His Dublin fort was originally envisaged as one of four arsenals to be built around Ireland, one in each province, during the uneasy years after the Williamite Wars.

Projected to cost £64,000, it would be funded by among other things taxes on alcohol and tobacco.

The planned structure included two gates and drawbridges, a portcullis, and eight sentry boxes “with ornaments”. Elaborate buildings were also intended for inside the huge fort, which was 550 yards in diameter.

In the event, those never happened. But even the earthworks were gargantuan, involving 13 million cubic feet of soil.

Inevitably, the project soon ran over budget, with excavation costing 60 per cent more than approved.

It later emerged that there were many corrupt practices, including payment to phantom workers, bribes taken from actual workers, and horses charged for but used privately by the overseers. In a scheme that never went much further than earth movement, even the involvement of 24 overseers or assistant overseers looks excessive.

But only months into the work, as Edward McParland of Trinity College (to whose talk I'm indebted) has put it, "the political tide was washing Wharton and his Star Fort into choppy seas".

When the Whigs he supported lost the 1710 election, the viceroy fell from favour, hard. The project engineer was soon called before the House of Commons and “by October 1710 the cat was out of the bag” on the various malpractices.

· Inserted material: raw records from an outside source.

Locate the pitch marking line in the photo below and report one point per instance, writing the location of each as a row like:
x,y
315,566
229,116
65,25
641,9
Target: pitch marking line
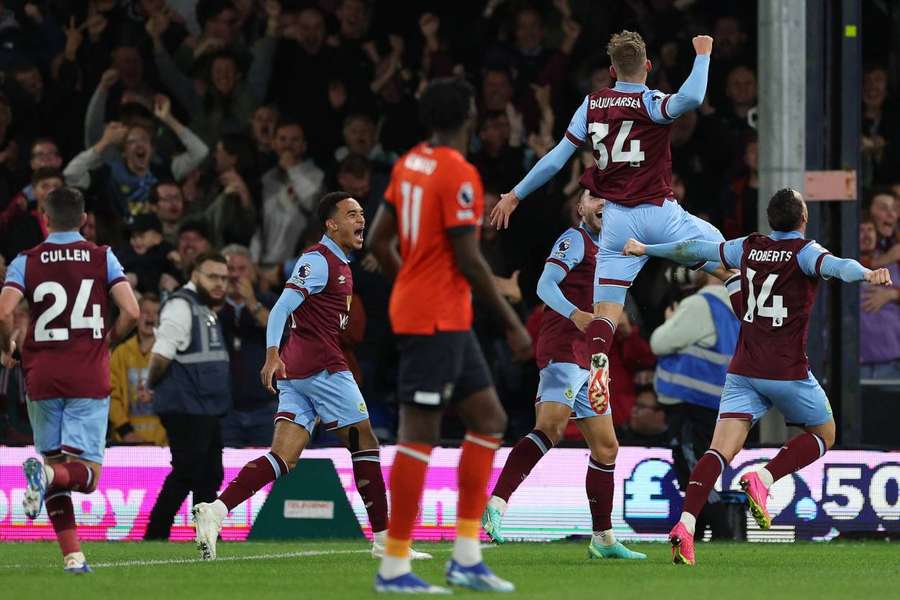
x,y
187,561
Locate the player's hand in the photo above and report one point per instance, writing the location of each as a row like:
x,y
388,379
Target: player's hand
x,y
6,359
519,342
274,367
581,319
500,215
879,277
702,44
634,248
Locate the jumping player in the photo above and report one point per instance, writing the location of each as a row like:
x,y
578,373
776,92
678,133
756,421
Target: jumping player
x,y
313,380
68,283
565,287
627,127
779,274
434,204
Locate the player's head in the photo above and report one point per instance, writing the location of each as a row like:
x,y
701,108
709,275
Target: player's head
x,y
628,54
210,275
341,217
787,211
64,208
447,106
590,209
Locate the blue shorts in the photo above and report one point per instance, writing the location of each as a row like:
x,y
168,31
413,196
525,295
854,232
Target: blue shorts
x,y
802,401
649,224
73,426
566,383
333,398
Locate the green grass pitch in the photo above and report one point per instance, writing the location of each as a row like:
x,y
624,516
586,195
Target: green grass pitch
x,y
319,570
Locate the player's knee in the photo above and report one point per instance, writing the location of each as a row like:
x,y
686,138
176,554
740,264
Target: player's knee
x,y
606,452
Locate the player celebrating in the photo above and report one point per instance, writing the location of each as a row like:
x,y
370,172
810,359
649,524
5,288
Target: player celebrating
x,y
68,283
628,130
779,276
565,287
434,205
314,381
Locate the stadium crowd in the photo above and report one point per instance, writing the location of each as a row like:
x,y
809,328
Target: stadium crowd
x,y
195,125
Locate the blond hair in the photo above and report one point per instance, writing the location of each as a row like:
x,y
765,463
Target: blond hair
x,y
628,52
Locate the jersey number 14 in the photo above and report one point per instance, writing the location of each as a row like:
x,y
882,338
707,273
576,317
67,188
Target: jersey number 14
x,y
598,132
756,305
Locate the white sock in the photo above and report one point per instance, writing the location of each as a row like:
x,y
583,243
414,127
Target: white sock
x,y
467,551
48,474
394,566
604,538
498,503
219,509
689,521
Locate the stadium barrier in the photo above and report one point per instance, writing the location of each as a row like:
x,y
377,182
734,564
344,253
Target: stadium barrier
x,y
847,492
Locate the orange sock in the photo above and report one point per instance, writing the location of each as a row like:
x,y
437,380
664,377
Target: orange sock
x,y
474,471
407,483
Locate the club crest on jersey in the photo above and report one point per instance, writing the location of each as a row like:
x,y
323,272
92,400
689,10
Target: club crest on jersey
x,y
466,195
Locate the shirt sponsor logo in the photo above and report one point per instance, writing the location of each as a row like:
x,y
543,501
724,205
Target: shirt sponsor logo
x,y
308,509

Wharton’s successor recommended the work be stopped and a smaller arsenal be built instead in Dublin Castle, with a powder magazine “a little out of the town”.

The Magazine Fort – a fraction of the size, although it too earned a satirical verse from Swift – was constructed nearby in the 1730s. It still stands, albeit abandoned. Meanwhile, and allowing for Dr McParland’s point that the corruption involved was not unusual by 18th-century standards, it seems apt that the only trace of the Star Fort now is a hole in the ground.

By the way, and speaking of holes in the ground, the site of Wharton’s white elephant had the added misfortune, 230 years later, of having a German bomb dropped on it.

According to this newspaper’s report, the 1941 explosion knocked over an actual elephant in Dublin Zoo (he got up again). And among the humans who had a narrow escape were a “Mr Joseph McNally” (no relation to the diarist). The bomb fell “a short distance from his home, near the Dog Pond pumping works”.

Wharton left at least two other legacies to Ireland, of varying virtue. One was the Palatine community, German Protestant refugees who settled here under his reign. They were later regarded as an adornment to their adopted country. But among the sticks used on the viceroy’s back in the parliament debates was the cost of resettling the “useless and indigent Palatines”.

Another of his gifts to posterity were the lyrics of Lillibullero, an anti-Catholic ballad sung at the Battle of the Boyne and at Twelfth of July demonstrations ever since.

This should not imply that Wharton was a devout Protestant. Swift summarised his ecumenism as follows: “He is a presbyterian in politicks, and an atheist in religion, but he chooses at present to whore with a papist.”

Then there is the part about his altar-defiling. The most notorious allegation against him is that as a young man in 1682, while drunk, he broke into a church in Gloucestershire where he urinated on the communion table and defecated in the pulpit.

When the story was raised 23 years later in parliament, Wharton was reportedly reduced to silence. This despite another of his reputations, as the greatest liar of his era, which earned him the nickname “Honest Tom”.